Когда я приехал в Чир-Юрт,— рассказывал князь Иван Гивич,— в полку уже знали, что осенью нас посетит Наследник Цесаревич, и потому усиленно готовились к принятию царственного гостя. Кругом царило совершенное спокойствие, и военные заботы отодвинуты были на задний план. Теперь с раннего утра в штаб-квартире раздавались командные слова, сигналы и барабанный бой; эскадроны поочередно выходили на шамхальскую равнину и занимались строевыми ученьями, которые, по условиям пограничной службы, редко выпадали на их долю. Я был назначен в 8-й эскадрон и поселился в Новой Слободке, где нанял небольшую квартиру у старого отставного солдата. В самом Чир-Юрте не было помещения для юнкеров, да и офицеры жили там только те, которые имели собственные домики. Все остальное стремилось в слободку, в которой жилось гораздо привольнее, нежели в угрюмом Чир-Юрте, смотревшим обширною военною казармою. В слободке, напротив, ничего не напоминало именно казарму. Перед каждым уютным, низеньким домиком, разбит был широкий палисадник, где росла душистая акация, сирень, [21] мальва с большими розовыми и фиолетовыми цветками, золотистые ноготки, настурции и фиалки. Каждый домик имел у себя свой собственный двор, обнесенный забором, с широкими крытыми воротами по середине. Здесь мы встречали женщин, здесь пахло простою деревенскою жизнью, тогда как в Чир-Юрте не на чем было остановиться глазу — ни деревца, ни малейшей зелени; бушевал только ветер, заносивший всех тучами песку и пыли; водились там и фаланги, оставлявшие почему-то в покое нашу слободку

Восьмым эскадроном, куда я был назначен, командовал тогда капитан Колмаков, который если и не был из числа выдающихся эскадронных командиров, то был любим в полку за его добродушие, веселый нрав и комические выходки. Он тотчас приставил ко мне особого дядьку, поручив ему поставить меня во фронт непременно к приезду наследника. Таким образом начались для меня занятия. Дома я считался не плохим ездоком, бешено скакал на лихих карабагских конях и бойко справлялся с ними уздечкой. Но дядька объявил мне, что все это никуда не годится, взял меня на корду и принялся переучивать на собственный лад. Я оказался учеником послушным и прилежным; скоро приспособился к длинным стременам, стал разуметь шенкеля и «приводить их в соответствии с поводом», как выражался дядька. Пеший строй давался мне гораздо труднее. Тогда было множество ружейных артикулов: заряжали на двенадцать темпов, брали ружье на правое и левое плечо, были приемы от дождя, «на погребенье», «к осмотру ружей», и другие. Вслед за ружейными начались не менее сложные сабельные приемы пешком, мулинеты и в заключение рубка шашкой и уколы пикой по воздуху. В сущности это была прекрасная гимнастика, но никакого применения к настоящему боевому делу не имела. Разумеется подобные мысли мне тогда не [22] приходили в голову, и я усердно махал тяжелою шашкою, наравне со всеми, до боли в руке, до онемения плеча.
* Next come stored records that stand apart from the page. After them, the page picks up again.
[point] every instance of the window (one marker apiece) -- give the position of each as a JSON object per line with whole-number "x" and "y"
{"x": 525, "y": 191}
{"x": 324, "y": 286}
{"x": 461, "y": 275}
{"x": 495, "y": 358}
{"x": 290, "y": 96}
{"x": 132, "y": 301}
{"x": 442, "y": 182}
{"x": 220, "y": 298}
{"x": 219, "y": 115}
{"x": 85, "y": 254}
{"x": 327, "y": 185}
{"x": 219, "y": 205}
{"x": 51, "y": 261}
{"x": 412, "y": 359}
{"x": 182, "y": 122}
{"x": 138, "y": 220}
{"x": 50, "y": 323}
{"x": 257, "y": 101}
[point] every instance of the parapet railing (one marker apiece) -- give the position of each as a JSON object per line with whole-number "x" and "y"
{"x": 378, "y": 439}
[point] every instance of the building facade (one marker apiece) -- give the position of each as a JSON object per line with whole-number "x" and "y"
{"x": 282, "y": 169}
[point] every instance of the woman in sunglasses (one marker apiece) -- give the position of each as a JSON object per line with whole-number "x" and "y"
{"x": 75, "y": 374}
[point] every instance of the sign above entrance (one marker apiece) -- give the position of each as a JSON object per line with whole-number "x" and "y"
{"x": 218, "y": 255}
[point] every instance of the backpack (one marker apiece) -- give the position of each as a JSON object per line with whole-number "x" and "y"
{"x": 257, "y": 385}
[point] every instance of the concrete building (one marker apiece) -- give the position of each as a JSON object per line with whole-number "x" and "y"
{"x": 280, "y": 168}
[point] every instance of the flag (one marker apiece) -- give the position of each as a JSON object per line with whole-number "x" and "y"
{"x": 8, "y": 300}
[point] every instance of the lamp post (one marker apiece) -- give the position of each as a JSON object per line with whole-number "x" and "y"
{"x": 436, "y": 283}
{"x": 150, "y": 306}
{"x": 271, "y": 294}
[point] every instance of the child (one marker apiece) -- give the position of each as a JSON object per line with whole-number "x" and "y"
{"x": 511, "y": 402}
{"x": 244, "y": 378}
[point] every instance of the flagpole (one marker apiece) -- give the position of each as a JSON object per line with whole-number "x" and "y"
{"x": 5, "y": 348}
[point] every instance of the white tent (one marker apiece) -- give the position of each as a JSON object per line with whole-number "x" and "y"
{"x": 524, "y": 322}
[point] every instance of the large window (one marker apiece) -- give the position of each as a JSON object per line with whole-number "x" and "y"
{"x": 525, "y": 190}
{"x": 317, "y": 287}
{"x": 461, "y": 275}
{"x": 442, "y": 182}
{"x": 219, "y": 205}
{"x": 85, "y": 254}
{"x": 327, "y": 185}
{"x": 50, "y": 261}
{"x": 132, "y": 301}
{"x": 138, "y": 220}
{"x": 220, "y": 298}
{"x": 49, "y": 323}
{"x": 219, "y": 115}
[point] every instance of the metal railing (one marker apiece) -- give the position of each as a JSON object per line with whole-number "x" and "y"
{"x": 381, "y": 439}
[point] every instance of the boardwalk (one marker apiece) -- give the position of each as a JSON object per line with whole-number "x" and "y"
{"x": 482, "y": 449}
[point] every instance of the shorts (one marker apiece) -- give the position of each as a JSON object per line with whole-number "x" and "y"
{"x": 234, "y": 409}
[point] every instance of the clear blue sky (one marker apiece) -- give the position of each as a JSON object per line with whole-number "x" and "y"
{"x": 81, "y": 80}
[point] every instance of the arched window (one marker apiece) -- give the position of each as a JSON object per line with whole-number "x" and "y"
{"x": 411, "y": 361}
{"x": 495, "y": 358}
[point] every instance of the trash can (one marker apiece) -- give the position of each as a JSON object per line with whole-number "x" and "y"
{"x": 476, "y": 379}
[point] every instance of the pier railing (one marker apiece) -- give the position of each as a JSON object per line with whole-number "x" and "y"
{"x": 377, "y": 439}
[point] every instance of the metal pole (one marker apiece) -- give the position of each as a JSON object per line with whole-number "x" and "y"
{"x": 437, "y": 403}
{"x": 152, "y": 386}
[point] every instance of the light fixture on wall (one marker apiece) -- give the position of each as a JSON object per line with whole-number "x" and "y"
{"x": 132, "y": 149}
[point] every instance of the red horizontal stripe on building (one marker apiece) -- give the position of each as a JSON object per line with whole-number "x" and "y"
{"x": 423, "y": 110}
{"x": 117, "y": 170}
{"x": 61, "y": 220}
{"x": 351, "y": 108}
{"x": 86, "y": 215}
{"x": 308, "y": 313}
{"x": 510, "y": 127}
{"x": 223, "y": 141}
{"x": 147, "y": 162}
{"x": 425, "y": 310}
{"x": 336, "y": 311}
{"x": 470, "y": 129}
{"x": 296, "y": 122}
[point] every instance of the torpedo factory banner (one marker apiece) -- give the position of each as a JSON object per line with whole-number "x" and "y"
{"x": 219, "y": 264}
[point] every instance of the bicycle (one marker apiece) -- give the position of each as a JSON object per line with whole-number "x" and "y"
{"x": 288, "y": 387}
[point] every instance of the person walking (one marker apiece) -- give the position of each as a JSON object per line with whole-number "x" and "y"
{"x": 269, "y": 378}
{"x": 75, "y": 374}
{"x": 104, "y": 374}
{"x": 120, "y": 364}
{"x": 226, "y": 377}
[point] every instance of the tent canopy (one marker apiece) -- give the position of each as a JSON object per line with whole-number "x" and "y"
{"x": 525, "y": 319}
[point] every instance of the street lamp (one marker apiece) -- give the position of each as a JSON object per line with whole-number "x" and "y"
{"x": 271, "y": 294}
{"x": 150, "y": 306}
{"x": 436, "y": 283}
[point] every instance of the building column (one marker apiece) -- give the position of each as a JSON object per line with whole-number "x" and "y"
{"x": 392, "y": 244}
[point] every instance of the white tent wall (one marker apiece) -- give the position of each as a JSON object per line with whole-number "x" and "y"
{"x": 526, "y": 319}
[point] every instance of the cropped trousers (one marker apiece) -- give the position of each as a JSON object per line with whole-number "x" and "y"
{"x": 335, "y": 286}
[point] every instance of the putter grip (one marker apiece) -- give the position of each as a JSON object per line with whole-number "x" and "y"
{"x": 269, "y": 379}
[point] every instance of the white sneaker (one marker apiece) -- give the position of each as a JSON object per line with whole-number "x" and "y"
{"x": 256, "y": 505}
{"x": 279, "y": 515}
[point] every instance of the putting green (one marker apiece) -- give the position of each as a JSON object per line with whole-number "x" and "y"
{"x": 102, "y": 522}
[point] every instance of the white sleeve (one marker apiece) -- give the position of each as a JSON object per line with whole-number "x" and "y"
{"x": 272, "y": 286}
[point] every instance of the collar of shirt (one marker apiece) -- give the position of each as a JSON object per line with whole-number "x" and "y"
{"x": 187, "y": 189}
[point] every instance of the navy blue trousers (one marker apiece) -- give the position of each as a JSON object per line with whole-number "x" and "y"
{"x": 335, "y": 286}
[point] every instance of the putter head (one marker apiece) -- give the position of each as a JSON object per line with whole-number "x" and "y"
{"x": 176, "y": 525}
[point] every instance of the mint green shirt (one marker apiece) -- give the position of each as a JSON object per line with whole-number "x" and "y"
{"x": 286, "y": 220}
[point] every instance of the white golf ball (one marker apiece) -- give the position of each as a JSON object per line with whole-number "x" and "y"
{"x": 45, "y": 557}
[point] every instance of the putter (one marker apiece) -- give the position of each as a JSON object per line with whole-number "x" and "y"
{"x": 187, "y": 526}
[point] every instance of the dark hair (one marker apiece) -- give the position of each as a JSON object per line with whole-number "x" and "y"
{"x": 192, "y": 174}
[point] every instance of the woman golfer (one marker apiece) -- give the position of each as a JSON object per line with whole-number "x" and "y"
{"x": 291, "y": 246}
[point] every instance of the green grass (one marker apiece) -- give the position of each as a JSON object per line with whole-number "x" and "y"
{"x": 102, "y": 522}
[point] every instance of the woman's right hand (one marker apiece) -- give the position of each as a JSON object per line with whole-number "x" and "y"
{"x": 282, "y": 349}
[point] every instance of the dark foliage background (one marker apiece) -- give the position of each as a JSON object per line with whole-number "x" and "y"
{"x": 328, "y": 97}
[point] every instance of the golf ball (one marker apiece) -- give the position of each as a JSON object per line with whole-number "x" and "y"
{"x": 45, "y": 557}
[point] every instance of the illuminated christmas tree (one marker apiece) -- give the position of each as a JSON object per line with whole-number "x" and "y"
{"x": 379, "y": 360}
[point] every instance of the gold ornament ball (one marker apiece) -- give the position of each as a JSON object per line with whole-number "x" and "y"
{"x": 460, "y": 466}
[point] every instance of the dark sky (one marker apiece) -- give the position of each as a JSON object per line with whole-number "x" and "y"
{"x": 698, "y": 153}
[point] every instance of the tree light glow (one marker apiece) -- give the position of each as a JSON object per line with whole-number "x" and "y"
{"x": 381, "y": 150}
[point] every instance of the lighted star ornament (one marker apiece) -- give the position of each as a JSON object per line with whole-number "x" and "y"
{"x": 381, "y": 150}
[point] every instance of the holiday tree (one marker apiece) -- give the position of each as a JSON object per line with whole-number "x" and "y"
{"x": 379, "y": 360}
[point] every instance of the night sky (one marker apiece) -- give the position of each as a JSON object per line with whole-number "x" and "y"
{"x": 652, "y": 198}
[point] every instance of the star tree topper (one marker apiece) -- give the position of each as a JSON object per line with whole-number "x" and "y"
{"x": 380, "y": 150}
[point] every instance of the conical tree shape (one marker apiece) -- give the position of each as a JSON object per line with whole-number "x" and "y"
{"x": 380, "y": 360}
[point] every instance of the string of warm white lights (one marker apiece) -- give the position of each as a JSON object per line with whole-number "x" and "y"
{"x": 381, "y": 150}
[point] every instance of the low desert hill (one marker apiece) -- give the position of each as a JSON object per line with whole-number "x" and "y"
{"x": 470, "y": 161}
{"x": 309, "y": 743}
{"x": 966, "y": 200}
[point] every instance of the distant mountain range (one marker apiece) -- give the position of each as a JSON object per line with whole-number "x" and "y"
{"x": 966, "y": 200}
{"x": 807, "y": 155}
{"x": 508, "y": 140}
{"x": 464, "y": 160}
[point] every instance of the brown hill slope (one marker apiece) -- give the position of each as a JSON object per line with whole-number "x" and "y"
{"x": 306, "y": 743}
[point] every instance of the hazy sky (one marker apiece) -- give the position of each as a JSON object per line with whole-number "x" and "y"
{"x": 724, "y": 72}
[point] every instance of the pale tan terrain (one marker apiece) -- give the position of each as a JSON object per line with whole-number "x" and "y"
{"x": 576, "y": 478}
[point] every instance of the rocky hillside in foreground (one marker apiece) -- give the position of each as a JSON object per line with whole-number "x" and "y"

Фехтованию нас не учили совсем — не было учителей, да, впрочем, мало кто из нас и принадлежал к поклонникам этого рода спорта. После долгого боевого опыта, я убежден и теперь, что фехтование скорее приносит вред нежели пользу кавалерии. Оно основано, главным образом, на уменье защитить себя от удара противника, тогда как вся жизненная сила кавалерии заключается только в одном нападении. Да и как защищаться, когда нападает не один, а двое или трое, и справа и слева? Все эти выпады и выжидание удара хороши в фехтовальном зале, да на учебном плацу, а не в поле, где подобные встречи один на один просто немыслимы. В горячей же кавалерийской свалке всегда победит тот, кто будет рубить с плеча направо и налево, откинув всякую мысль о самозащите. Развивать в людях любовь к оружию и уменье владеть им, как владели наши противники горцы, — можно и должно другими более целесообразными, практическими средствами.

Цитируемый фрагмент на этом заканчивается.